Kandangan (ANTARA) – Ketua Pengurus Himpunan Mahasiswa Islam (HMI) Cabang Kandangan, Hulu Sungai Selatan (HSS), Nor Alia, mengatakan pengesahan RUU KUHP menjadi Undang-Undang (UU) masih perlu dilakukan. dikritisi, sehingga pembentukannya untuk kepentingan masyarakat.
Menurut dia, pengesahan itu tidak boleh membatasi hak rakyat untuk menyampaikan pendapat, kritik dan saran kepada pemerintah.
“Menyikapi RUU KUHP sebenarnya sejak tahun 2019 telah menimbulkan pro dan kontra di kalangan mahasiswa, karena mengandung pasal karet yang multitafsir,” ujarnya saat memberikan keterangan kepada ANTARA, Selasa (13/12).
Baca juga: Wakil Kepala HSS luncurkan pelopor pemuda peduli stunting
Ia menjelaskan, pengesahan tersebut dikhawatirkan justru merugikan mahasiswa, aktivis HAM, jurnalis dan masyarakat pada umumnya yang menyuarakan kebenaran.

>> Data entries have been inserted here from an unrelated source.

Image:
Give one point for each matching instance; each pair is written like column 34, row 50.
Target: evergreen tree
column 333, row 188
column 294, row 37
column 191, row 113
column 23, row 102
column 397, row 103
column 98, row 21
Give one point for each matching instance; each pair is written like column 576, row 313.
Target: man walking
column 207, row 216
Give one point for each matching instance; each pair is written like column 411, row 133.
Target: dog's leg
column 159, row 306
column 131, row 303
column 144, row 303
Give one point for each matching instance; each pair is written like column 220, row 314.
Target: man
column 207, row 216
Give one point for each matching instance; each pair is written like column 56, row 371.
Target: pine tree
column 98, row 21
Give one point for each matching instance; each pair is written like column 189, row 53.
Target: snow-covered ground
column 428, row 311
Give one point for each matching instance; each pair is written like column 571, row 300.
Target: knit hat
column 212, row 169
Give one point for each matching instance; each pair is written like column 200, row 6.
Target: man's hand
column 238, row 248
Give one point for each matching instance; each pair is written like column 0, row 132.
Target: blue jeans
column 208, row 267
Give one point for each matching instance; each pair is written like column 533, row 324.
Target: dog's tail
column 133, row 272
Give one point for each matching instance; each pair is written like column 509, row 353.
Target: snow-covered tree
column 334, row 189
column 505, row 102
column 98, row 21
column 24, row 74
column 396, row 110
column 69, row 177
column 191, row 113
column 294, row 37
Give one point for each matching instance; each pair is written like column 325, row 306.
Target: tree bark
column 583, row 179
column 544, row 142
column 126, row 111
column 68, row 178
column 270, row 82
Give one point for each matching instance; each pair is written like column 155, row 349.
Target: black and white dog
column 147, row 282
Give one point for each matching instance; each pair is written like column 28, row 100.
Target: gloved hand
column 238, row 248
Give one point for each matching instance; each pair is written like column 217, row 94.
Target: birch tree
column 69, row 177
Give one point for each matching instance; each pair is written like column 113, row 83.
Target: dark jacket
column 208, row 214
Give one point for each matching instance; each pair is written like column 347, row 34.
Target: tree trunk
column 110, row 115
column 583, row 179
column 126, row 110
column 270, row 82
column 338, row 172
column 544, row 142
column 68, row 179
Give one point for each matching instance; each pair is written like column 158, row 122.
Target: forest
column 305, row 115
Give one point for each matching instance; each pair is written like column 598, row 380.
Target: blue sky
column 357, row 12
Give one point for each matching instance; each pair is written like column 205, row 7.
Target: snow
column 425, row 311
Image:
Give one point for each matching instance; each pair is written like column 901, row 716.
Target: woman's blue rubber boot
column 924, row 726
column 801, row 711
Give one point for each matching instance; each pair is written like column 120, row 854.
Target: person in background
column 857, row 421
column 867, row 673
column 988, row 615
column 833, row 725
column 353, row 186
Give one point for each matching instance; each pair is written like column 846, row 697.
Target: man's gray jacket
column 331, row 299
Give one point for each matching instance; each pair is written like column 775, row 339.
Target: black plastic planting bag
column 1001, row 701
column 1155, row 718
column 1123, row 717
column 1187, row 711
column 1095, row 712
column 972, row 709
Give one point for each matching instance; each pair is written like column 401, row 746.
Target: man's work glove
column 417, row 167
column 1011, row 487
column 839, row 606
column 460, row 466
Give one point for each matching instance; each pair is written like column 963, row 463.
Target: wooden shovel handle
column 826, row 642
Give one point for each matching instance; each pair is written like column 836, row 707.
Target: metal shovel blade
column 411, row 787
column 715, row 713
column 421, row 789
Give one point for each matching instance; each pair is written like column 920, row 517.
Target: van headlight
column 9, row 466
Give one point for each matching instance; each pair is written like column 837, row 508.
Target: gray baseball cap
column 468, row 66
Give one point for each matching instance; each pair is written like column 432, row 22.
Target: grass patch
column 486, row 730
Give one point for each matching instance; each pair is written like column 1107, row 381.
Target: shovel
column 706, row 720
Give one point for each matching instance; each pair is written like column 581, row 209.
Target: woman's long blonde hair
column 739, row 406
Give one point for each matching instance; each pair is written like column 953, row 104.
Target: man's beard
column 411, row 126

Menurut dia, alur persetujuan masih belum terbuka, terkait bagaimana dan kapan RUU KUHP disahkan, namun tiba-tiba pada 6 Desember disahkan menjadi undang-undang.
Jika dilihat dari apa yang telah disahkan oleh pemerintah bersama DPR, ditemukan masih terdapat pasal-pasal yang bermasalah, sehingga pihaknya berkomitmen untuk mengawal agar undang-undang dalam KUHP sesuai dengan misi pembentukannya.
Baca juga: Pengurus HSS KAHMI dan FORHATI periode 2022-2027 dilantik
“Setelah disahkan tidak bisa langsung dilaksanakan, tapi efektif 2025 dan masih ada waktu bagi kita untuk mengkritisi. Jangan batasi kritik publik dan tidak sejalan dengan semangat dekolonisasi di dalamnya,” ujarnya.
Pengesahan ini juga agar tidak membuat lembaga negara dan penyelenggara negara kebal hukum, namun diharapkan dapat memperkuat supremasi hukum dalam menegakkan keadilan.
Selain itu, pihaknya mengungkapkan, pasal pencemaran nama baik dulu ada di UU ITE dan sudah dihapuskan, tapi sekarang sudah ada di UU KUHP, persoalan seperti ini menjadi perhatian agar bisa ditinjau kembali sebelum berlaku efektif. diimplementasikan.
Sebelumnya, Wakil Menteri Hukum dan HAM Edward Omar Sharif Hiariej menepis anggapan dan tudingan bahwa pengesahan RUU KUHP dilakukan dengan tergesa-gesa.
“Ini tidak terburu-buru. Kalau cepat dikatakan buru-buru, kalau lambat dikatakan lambat. Jadi tidak ada terburu-buru,” ujar pria yang akrab disapa Eddy ini. usai Rapat Paripurna DPR RI di Kompleks Parlemen, Jakarta, Selasa.
Ia mengatakan, penyusunan RKUHP memakan waktu lama, yakni sudah bergulir sejak tahun 1963. “Ya coba jawab sendiri, yang 59 tahun itu buru-buru dijawab?” dia berkata.
Eddy juga menantang mereka yang masih tidak puas dengan KUHP yang baru disahkan untuk mengajukan gugatan ke Mahkamah Konstitusi.
“Kalau dibilang banyak, penolakannya berapa? Substansinya apa? Cepat datang ke kami, kami siap dan kami yakin ini sudah teruji penolakannya,” ujar Eddy.